The show was her life. It fulfilled her. And made her so happy she didn’t ever even question her personal choices.
She knew what drove her. Knew her goals. She knew who she was. And knew what she could and could not let others expect from her. She knew what promises she could and could not make.
“I know Johnny hurt you, Natasha, but it’s been almost a year...”
Johnny Campbell. Her “Stan.” The man she’d thought would be her companion for life. They were best friends. Good together. Neither of them were interested in cohabitating or giving up their autonomy.
He was a stockbroker, a mover and shaker who worked unending hours. He’d been her stockbroker. Until she found out he’d been stealing from her. Telling her he was investing her money when what he’d been doing was gambling with it.
Thankfully she’d found out during one of his winning streaks and hadn’t lost as much as she might have.
“I’m not still hurting over Johnny,” she said now, a bit surprised to feel how completely true those words were. “I’m open to dating on occasion. I just haven’t met anyone who tempts me to spend time with him more than the show tempts me to spend time with it.”
Also true.
She was thirty-one, not twenty, and knew that her chances of finding a companionship as open-ended as the one she’d shared with Johnny were dwindling.
She just didn’t dwell on the fact. She wasn’t going to let panic or fear for her future change her mind about what she knew she needed in her present.
Like her mother, she was too bossy, too impatient, too strong and independent to be good in a commitment like marriage.
As she sat there, talking Angela all the way back to the ranch, she found peace with her day. Her mother’s breakup with Stan...it was okay. Because her mother was truly okay with it. She’d made the choice that was best for her, the one she could live with, be good at, be happy with. Which made it the right choice.
Whew.
Getting ready for bed an hour later, Natasha was humming to herself. The day had been rough. Touch and go for a second or two there. But she’d made it through.

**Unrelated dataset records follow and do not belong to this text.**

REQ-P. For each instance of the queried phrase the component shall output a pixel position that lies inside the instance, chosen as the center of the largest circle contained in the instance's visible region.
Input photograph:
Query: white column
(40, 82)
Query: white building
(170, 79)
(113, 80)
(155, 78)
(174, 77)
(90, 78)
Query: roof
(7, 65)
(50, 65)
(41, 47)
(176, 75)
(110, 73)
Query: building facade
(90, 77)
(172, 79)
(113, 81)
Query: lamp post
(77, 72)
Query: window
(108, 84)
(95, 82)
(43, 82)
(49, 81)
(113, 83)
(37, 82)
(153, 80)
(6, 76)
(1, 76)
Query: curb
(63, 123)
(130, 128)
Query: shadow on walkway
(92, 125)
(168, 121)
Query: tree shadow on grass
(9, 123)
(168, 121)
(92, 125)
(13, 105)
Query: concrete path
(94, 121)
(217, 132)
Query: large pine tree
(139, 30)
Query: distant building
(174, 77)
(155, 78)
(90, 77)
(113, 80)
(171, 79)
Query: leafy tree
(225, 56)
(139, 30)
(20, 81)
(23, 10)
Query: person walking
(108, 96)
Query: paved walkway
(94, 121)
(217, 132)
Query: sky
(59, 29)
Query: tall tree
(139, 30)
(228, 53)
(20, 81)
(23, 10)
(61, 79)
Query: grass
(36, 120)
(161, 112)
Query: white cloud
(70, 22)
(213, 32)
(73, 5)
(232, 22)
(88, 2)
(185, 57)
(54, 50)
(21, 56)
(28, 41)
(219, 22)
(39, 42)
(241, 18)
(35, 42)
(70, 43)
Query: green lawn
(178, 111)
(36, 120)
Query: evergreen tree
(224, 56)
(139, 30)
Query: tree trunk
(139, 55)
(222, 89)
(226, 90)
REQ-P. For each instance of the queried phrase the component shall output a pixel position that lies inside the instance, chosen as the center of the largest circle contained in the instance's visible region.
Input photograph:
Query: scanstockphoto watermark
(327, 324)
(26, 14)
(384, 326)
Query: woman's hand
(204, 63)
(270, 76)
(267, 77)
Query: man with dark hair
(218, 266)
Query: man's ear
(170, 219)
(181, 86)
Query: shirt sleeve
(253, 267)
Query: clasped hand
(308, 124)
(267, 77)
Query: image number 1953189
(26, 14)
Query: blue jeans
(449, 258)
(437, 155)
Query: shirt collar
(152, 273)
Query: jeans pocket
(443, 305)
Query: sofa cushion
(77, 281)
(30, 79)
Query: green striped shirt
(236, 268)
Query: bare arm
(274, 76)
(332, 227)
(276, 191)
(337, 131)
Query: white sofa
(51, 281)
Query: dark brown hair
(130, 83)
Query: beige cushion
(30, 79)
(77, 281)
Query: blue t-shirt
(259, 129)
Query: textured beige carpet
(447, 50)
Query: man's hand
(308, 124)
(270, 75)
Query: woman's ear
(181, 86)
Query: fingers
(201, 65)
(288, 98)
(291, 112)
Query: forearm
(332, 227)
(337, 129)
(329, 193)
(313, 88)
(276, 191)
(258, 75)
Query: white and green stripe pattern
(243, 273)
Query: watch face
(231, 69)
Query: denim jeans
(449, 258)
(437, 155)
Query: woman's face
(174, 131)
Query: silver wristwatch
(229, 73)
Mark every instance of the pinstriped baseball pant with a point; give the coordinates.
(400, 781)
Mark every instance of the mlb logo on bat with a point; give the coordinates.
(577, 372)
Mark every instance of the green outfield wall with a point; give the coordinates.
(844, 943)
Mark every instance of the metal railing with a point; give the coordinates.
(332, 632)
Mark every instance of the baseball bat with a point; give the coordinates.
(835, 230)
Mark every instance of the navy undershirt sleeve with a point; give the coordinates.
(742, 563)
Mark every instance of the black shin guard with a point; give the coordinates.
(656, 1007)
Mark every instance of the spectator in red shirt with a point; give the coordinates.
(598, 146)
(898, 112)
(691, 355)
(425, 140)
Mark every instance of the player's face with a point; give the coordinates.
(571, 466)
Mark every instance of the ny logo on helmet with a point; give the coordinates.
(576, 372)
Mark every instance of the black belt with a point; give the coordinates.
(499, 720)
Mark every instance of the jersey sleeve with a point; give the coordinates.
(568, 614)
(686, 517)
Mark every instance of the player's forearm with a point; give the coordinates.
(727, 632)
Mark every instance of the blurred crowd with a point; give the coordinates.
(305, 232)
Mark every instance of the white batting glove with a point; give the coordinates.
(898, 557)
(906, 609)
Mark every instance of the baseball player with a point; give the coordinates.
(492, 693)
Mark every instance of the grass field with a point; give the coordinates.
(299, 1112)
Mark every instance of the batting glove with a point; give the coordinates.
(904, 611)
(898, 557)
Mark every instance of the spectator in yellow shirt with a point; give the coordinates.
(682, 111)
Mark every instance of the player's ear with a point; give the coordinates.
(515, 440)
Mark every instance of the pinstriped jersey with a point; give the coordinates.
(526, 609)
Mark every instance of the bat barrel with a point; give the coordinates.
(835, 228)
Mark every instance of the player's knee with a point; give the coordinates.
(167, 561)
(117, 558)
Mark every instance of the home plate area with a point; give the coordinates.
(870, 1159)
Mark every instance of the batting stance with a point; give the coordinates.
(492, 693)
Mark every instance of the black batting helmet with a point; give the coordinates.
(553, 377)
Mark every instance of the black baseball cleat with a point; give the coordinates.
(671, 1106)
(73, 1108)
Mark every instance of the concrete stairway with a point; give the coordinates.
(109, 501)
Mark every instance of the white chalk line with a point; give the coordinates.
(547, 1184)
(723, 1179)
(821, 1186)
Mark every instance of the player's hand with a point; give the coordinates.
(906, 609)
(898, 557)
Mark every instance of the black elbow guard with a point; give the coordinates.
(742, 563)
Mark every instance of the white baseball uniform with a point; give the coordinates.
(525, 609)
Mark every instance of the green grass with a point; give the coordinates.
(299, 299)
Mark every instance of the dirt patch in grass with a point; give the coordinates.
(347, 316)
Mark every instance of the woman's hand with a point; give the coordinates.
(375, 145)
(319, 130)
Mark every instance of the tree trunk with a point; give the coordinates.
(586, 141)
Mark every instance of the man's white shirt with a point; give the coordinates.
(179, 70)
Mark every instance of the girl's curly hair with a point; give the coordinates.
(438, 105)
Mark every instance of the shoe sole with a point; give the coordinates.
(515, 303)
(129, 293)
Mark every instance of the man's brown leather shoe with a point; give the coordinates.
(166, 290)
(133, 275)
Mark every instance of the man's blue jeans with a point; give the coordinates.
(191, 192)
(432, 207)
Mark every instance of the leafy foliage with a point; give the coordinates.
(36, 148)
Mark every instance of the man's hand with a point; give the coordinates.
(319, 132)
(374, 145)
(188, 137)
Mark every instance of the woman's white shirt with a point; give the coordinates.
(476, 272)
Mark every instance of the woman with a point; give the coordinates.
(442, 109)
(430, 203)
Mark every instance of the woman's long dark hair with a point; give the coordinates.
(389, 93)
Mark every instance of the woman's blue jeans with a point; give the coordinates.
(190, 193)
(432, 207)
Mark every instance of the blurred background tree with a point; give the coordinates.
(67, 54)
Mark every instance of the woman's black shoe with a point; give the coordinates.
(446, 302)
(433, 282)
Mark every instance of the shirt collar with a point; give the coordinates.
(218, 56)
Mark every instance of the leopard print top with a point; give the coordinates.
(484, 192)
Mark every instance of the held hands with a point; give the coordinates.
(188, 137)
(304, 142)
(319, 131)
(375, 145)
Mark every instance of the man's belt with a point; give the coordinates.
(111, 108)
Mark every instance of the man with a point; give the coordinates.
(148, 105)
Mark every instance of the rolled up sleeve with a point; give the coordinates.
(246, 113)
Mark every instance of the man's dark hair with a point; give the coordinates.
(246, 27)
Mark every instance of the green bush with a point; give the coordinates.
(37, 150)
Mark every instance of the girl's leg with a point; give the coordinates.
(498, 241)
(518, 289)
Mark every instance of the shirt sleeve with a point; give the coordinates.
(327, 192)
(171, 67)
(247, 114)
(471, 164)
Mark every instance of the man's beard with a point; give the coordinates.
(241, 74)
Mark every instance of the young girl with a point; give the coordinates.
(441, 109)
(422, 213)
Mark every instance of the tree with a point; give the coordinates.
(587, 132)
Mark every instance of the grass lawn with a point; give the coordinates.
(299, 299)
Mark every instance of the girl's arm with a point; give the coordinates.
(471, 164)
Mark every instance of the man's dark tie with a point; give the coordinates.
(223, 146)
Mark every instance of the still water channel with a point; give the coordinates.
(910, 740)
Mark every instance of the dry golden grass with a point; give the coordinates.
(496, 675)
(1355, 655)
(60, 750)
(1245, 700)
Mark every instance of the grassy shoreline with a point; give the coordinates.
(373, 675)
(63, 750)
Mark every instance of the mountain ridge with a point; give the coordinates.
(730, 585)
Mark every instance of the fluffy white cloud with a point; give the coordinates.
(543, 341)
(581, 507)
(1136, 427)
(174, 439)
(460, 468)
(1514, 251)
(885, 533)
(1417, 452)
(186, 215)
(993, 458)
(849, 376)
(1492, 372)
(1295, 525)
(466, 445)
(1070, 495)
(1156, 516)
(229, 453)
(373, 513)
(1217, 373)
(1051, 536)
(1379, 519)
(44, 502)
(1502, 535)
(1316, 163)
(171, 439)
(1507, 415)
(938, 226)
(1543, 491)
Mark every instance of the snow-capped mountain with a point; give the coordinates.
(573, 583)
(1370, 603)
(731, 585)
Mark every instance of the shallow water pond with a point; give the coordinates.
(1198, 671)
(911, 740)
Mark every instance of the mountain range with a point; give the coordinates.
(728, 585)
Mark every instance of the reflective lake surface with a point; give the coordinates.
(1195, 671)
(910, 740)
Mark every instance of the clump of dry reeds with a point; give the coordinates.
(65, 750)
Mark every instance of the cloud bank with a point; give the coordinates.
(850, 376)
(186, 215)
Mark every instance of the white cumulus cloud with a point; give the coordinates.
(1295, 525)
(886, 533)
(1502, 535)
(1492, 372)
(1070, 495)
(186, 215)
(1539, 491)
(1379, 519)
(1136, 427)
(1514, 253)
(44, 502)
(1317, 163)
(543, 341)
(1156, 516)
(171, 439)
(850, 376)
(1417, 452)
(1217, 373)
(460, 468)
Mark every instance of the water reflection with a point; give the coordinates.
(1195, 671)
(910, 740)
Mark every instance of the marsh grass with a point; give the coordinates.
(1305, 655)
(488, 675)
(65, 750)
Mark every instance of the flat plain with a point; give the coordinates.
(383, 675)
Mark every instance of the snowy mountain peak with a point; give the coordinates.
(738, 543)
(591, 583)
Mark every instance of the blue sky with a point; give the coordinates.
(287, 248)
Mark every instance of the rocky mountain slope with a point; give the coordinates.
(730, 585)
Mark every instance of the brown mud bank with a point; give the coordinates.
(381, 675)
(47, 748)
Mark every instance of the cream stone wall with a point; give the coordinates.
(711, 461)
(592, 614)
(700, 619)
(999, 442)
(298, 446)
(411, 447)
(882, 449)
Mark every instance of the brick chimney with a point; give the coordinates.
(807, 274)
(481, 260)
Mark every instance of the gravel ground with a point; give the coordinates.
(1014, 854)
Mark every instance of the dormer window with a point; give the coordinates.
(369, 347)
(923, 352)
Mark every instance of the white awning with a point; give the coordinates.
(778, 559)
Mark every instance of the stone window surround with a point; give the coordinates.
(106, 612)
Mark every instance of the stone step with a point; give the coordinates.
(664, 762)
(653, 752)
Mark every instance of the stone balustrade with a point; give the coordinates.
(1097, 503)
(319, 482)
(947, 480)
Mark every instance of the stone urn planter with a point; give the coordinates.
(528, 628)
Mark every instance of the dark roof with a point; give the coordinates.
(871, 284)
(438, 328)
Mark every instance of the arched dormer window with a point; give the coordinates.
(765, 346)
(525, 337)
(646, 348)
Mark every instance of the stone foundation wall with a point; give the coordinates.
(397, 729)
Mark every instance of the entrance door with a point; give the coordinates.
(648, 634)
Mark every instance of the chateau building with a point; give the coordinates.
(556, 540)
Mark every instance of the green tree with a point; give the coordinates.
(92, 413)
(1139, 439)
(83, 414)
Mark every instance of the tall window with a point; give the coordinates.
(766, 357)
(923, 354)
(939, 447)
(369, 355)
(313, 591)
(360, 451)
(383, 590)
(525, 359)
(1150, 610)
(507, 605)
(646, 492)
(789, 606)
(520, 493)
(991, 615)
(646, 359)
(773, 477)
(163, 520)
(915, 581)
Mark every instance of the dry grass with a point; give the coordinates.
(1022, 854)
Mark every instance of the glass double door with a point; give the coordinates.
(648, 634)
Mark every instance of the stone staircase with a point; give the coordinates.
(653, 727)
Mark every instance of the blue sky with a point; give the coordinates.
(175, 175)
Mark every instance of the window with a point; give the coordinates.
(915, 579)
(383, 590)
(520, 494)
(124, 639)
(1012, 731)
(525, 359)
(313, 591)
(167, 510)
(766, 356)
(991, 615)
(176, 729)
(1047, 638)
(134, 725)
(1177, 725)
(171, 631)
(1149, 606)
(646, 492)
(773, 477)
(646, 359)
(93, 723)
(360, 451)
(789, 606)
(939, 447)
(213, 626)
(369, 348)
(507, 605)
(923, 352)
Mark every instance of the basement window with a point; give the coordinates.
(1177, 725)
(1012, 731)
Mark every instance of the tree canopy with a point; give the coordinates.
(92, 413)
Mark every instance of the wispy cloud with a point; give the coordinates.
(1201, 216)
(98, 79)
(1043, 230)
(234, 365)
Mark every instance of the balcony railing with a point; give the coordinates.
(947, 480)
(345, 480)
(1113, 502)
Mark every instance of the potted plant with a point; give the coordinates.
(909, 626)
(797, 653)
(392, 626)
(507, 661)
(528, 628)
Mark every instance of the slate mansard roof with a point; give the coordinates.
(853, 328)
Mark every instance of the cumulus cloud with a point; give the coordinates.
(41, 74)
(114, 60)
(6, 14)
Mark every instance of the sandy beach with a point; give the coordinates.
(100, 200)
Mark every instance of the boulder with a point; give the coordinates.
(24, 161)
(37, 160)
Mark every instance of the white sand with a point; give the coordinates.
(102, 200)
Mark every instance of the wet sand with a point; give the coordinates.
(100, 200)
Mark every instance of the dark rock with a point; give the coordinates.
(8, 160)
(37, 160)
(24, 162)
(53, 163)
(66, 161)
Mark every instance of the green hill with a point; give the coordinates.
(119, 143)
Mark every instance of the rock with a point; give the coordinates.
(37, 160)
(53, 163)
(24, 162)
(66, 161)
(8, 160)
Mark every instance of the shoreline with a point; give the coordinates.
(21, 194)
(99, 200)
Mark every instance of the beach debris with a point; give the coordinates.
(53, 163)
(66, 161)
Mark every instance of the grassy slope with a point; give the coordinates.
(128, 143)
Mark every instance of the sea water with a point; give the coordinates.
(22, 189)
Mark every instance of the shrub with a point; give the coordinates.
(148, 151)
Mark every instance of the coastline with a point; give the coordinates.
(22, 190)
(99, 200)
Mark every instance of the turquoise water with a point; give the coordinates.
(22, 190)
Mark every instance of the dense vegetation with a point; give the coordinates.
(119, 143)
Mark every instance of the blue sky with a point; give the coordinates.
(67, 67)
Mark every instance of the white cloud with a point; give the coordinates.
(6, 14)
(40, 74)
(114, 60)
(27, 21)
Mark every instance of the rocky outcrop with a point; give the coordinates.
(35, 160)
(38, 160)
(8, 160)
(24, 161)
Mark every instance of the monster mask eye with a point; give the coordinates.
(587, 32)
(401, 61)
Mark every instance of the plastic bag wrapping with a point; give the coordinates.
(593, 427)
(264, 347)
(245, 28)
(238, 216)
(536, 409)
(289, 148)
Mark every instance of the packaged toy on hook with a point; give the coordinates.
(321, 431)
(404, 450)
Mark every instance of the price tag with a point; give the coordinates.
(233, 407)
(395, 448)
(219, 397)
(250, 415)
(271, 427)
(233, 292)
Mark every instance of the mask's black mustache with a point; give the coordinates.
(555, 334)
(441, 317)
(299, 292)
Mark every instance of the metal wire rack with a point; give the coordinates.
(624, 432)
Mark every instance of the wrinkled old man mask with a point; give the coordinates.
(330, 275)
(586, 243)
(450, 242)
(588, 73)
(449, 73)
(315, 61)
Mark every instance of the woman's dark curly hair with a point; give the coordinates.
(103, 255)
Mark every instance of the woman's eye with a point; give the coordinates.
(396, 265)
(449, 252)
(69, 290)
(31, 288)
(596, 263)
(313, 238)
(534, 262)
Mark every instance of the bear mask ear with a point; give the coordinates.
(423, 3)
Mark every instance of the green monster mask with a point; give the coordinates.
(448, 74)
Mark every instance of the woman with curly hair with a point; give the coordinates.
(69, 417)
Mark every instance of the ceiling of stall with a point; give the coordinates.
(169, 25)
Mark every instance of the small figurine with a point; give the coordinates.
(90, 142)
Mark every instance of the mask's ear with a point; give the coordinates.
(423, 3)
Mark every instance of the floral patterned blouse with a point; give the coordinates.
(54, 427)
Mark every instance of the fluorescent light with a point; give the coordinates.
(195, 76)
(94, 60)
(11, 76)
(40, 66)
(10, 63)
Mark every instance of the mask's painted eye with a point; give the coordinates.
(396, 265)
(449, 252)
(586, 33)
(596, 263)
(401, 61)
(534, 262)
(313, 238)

And was ready to embrace her world in the morning.
* * *
SPENCER WAS UP before dawn. He checked on Ellie. Had a meeting with Bryant to ensure that he had no immediate problems on the ranch. The ranch hands were handling several tasks that day—fixing a fence that was showing wear, checking a couple of cows from the stock herd who were close to calving, seeing to a bull that had been seen limping on one of the camera monitors, receiving a large load of hay that was being shipped...
And Spencer was packing a lunch of peanut butter and jelly sandwiches on wheat bread with potato chips and apple slices. As soon as the twins were up, they were heading out for a day of four-wheeling. Spencer driving and the twins strapped in beside him. Far enough away from the compound that Justin couldn’t somehow create havoc among the ranch visitors that day.
He had the TV filming schedule. And though his kids were tired, he kept them off-roading, laughing over dips in hills and taking small mountains like pros, until well after the tour bus had been scheduled to roll off his property with all Family Secrets contestants on board.
Making a mental note to give Bryant the rundown on the state of more fence lines he’d inspected that day, he fed the kids an early dinner and left them with Betsy while he went to check on the rest of the ranch. On Ellie.
Because it was on his property, and ultimately his responsibility, he stopped by the barn-turned-television-set. A handful of crew members remained, busily moving around the stage with clipboards, setting up cameras, working with lighting, cleaning mini-refrigerators in the kitchen.
He didn’t see Natasha, which was fine. He wasn’t looking for her.
The only reason she’d been on his mind all day was the money she was paying him. He needed her contestants able to cook in his barn, her filming to go well and her crew willing to work with what they had and be able to produce the quality show her network and viewers expected out of Family Secrets.
In the end, after collecting the kids and putting them to bed, he headed out to the farthest cabin in the compound. Just to be a good host. And put his mind at ease that all had gone well.
The cabin was completely dark, and Natasha’s SUV was no longer parked beside it. He’d thought she, like her crew, would be spending one more night on the ranch before heading back to the city for the week.
Apparently he’d been wrong.
She’d already left—without bothering to say goodbye.